Juan José considera que el bombo del chinchinero es un sobreviviente de los antiguos carnavales de la zona central o chinganas coloniales, que fueron relegadas masivamente desde los albores de la República, sólo a la celebración de las Fiestas Patrias. "Desde la época de O'Higgins, el carnaval fue incómodo y fue prohibido por la autoridad. No tenía apoyo y siempre se hacía a espaldas a la oficialidad", explica.

Otra de las razones de la desaparición del carnaval en Chile es la existencia de una escasa población de raza negra que, en otros países, defendió la continuidad de estas manifestaciones. "Chile nunca ha sido un país de gran diversidad cultural. Nuestra idea musical parte del chin chin como tambor base, del que se toman sus ritmos y sonoridad para construir sobre ello nuestra propuesta carnavalera", señala.

La bailarina y trabajadora social Rosa Jiménez (38) es otra de las creadoras de la escuela. Es una visionaria que empezó a idear este proyecto desde mediados de los 90. En esa época presenció celebraciones callejeras, influenciadas por el teatro del director Andrés Pérez, y batucadas en La Pincoya y La Legua. Para ella el carnaval es algo muy serio. Aunque esa frase resulte una paradoja, tiene sentido.

En el carnaval se reúnen las tradiciones populares, los mitos, las artes y, en algunos casos, la crítica social y política cuando no puede expresarse de otra manera. En los espectáculos de la Escuela Carnavalera Chinchintirapié destaca, incluso, una escena con máscaras que satirizan la represión policial que sufren los actos callejeros. "No es una escuela formal, no ponemos notas ni entregamos un certificado. Es un trabajo organizado en forma colectiva de gran valor. La gente se toma el espacio público con una idea de gratuidad", dice Rosa.

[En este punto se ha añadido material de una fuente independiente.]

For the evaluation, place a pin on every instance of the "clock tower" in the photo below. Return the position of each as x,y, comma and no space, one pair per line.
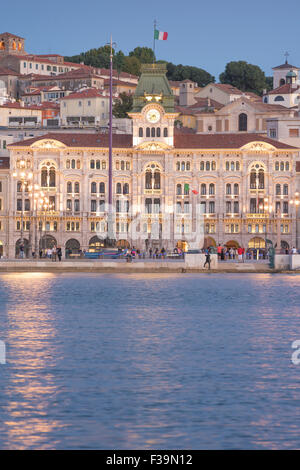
153,111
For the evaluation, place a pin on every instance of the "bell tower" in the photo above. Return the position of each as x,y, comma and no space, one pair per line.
11,44
153,112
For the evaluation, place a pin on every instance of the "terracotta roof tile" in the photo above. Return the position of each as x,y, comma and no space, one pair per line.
88,93
81,140
221,141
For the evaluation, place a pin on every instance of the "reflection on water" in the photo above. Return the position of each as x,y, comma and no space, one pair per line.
149,361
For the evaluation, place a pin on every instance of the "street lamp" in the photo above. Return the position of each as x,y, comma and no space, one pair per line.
296,202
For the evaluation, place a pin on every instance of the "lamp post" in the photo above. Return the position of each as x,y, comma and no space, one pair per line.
296,202
24,176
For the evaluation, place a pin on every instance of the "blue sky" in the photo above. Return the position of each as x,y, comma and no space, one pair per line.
204,34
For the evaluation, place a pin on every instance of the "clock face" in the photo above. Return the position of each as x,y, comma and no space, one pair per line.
153,116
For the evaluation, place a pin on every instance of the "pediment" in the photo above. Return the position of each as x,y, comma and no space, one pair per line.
153,146
48,144
258,147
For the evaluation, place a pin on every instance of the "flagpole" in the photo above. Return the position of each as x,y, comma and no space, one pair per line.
154,41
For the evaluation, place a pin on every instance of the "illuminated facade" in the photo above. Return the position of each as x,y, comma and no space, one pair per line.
243,184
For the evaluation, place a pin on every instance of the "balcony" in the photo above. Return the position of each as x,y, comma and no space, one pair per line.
152,191
254,215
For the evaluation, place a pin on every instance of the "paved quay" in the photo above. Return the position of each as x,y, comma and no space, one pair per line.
136,266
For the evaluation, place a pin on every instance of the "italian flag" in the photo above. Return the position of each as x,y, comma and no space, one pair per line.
161,35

En el carnaval todos quieren gozar, pero la máxima estrella es quien golpea los platillos de esta forma particular. Se sabe, a través de la historia oral, que a fines del siglo XIX llegaron 300 organillos a Valparaíso. El chinchín se desarrolló después, tomando la idea del "hombre orquesta" que acompañaba al organillero junto a un viejo loro desplumado o un monito vestido con un clásico chaleco. Se cree que este oficio y el instrumento se inventó en la Quinta Región y al tiempo se extendió hacia la zona central. "Es una orquesta reducida para que una sola persona recaude más dinero. Es un oficio de sobrevivencia ligado a la astucia del chileno", señala Juan José Lazcano.

Peregrino callejero, el hombre detrás del bombo no sabe de globalizaciones ni modernidades. Su única obligación es entretener.